Abnormal subcomplexes of complex V are expected to be seen in mitochondrial translation defects when using Blue Native PAGE. They were not seen in either proband in this report, indicating that there is still enough translation of the two complex V subunits. On oxygen consumptions studies, proband 1 had a decrease in the spare respiratory capacity. Proband 2 had decreased complex 1 activity and increased Q-point (succinate/glutamate ratio), indicative of reduced effective complex I rate. The variable enzymatic test results in the patients with FARS2 deficiency highlight the difficulties in recognizing the mitochondrial dysfunction using traditional enzymatic methods in cultured skin fibroblasts. In known patients with mitochondrial disorders, fibroblasts only detect an enzymatic deficiency in half of the patients [34], illustrating the need for more targeted testing. As shown here, targeted functional testing based on the identified genetic defect of tRNA charging, mitochondrial translation and complex I assembly could clearly identify functional defects, even in fibroblasts. This case illustrates the complementary nature of broad molecular genetic testing and targeted functional analysis of mitochondrial enzymes in the diagnostic evaluation of the patients with suspected mitochondrial disease, even when using fibroblasts as tissue for functional analysis, which can be obtained from a minimally invasive skin biopsy.
In conclusion, we report two patients with three different mutations in FARS2 as well as indirect functional evidence of likely pathogenicity of the mutations. Both subjects had spastic paraplegia and can be added to the group of patients with predominantly spastic paraplegia. We can conclude that FARS2 deficient subjects can be categorized into either an epileptic phenotype or a spastic paraplegia phenotype.
Funding
This work was supported by the support fund Marguerite-Marie Delacroix and the Special Research Fund (BOF) from the Ghent University (grant number BOF.24J.2014.0005.02) (EV).
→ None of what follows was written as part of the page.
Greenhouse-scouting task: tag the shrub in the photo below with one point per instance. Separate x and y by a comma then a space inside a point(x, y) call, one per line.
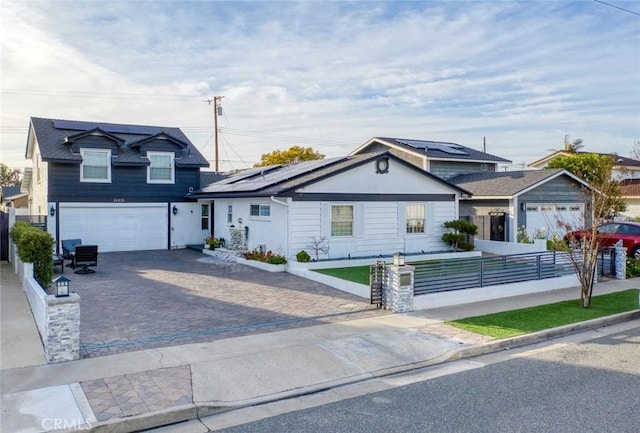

CAP and MM were supported by the Medical Research Council (MRC) (MC_U105697135), UK core funding for the MRC Mitochondrial Biology Unit, University of Cambridge (MC_U105697135). SV was supported by a postdoctoral fellowship of the Fund for Scientific Research Flanders (FWO). JVH, MFW, KK, and AL were supported by Miracles for Mito, Summits for Samantha and the Children's Hospital Colorado Foundation.